The Gahanna, Ohio native scored his first WSOP bracelet back in 2012, topping a tough final table in the $5,000 stud eight-or-better event that included the likes of Todd Brunson, John Monnette, Bryn Kenney, and Phil Ivey. In 2013, he won the HPT main event in Indiana, and in 2014, he final tabled the L.A. Poker Classic. In 2018, he won his second career bracelet, earning $293,275 in the $10,000 dealer's choice event. Amazingly, he returned to Las Vegas this summer and won the very same event again, this time banking a $312,417 payday. In total, the 37-year-old mixed-games specialist has $2.9 million in career live tournament earnings.

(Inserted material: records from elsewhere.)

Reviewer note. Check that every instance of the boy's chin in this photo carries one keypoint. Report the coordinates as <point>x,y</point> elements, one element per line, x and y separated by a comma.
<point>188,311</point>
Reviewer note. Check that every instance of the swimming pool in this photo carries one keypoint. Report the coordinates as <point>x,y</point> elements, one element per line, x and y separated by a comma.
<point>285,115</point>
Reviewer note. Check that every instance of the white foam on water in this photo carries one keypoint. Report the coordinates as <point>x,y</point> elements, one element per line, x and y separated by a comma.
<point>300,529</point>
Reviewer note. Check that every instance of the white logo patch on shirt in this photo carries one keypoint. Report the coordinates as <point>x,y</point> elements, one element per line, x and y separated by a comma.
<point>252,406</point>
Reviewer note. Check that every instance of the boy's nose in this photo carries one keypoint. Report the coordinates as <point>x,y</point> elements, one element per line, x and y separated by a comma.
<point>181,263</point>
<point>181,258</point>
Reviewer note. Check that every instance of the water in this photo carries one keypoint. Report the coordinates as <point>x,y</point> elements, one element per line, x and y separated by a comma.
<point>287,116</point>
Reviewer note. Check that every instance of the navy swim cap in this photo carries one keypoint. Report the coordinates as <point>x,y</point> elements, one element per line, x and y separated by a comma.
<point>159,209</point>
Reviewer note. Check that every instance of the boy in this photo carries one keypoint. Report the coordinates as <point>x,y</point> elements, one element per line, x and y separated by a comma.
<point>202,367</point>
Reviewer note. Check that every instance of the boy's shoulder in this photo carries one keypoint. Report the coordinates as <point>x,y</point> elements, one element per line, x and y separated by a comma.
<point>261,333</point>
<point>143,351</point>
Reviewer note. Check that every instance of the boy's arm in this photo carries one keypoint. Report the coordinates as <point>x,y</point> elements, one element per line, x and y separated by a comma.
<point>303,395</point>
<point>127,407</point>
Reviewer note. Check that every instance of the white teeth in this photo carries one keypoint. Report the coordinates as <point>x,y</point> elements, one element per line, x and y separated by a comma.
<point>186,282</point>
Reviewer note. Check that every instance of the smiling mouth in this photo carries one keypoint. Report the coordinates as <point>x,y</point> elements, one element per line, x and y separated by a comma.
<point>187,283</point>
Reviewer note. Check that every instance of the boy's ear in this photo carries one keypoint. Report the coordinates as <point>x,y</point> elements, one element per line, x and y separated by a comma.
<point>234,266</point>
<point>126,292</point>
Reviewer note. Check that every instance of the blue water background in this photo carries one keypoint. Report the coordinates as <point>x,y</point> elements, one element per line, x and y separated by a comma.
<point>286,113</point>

Highlights from this interview include summer series accommodations, becoming a Hoosier, sleeping through the final four, a love for sports but not sports betting, being too emotional at the table, demanding the safe at the Tropicana, the 2005 WSOP main event, why his dad took away $100k, Ohio living, making sure he booked a win at Commerce, a slow peel vs. Phil Hellmuth, a compliment from Doyle Brunson, the emotional turmoil of downswings, taking ego out of the game, why you need a plan for your money, betting on The Voice with Gavin Smith, back-to-back bracelets, drowning his sorrows in room service, and why we're drawing dead on another 1,000 years.